I suggest that you strive to bring out the best of everything. Don’t give up your favorite food, just because it’s not healthy. You can improve it. Even in cooking, there is always a better, safer, and healthier way to do it.

1. Buy Healthy Ingredients

You’re planning to bake lasagna but is too guilty thinking of the calories? Get rid of extra calories by choosing the right ingredients. Pick lean meat cuts and the reduced or low-fat version of cheese and milk as much as possible.

I even remove chicken skin and trim the fat from the meat before I cook. Stop yourself from taking in more chips, processed meat, and other food that contains a high level of fat.

2. Go for lesser Oil

Go for lesser Oil

Cooking sprays are a great alternative for oil. Even the method of applying oil matters. Instead of pouring amount of oil, try using a pastry brush to apply it.

Or else, you can use liquid instead. There are plenty of choices like wine, stocks, juice, vinegar, or just water. What’s more, replace your cookware with non-stick features.

If you can, omit deep frying recipes or those that require plenty of oil or butter to use. Replace it with steam, bake, or grill method. Have you heard of air fryers? If the goal is to minimize oil usage, air fryers are the best option.
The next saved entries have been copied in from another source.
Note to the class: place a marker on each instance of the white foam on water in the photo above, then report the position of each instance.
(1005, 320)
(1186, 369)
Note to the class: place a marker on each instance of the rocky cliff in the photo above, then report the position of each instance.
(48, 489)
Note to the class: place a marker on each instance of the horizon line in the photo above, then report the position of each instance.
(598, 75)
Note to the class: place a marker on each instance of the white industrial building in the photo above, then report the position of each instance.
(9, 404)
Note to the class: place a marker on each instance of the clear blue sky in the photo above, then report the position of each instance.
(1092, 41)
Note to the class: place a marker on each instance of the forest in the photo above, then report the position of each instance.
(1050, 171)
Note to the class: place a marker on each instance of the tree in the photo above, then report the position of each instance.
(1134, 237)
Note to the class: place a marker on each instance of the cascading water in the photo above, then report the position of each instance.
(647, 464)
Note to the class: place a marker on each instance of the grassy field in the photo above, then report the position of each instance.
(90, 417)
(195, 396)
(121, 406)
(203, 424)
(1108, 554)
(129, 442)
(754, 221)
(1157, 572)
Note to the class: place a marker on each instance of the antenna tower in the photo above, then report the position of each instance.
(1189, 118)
This machine lets you fry food in the hot air circulating inside making you save 80% of the oil that you usually use.

3. Save the nutrients

Do you know that vegetable peel contains many nutrients? I suggest scrubbing your veggies instead of peeling them. Save as many nutrients as you can. Eat more vegetables and legumes.

Boiling can easily destroy vitamins. Better go for steaming or use the microwave to cook. However, if you can’t help it, boil using a minimal amount of water. I usually stir-fry most of my vegetables. Stir-fry method cooks quickly and makes the food crunchy.

4. Cutting Down Salt

Some say it best to get used to the bland taste to be sure you’re eating healthy. I haven’t reached that far, but I’ve got some tips for a start.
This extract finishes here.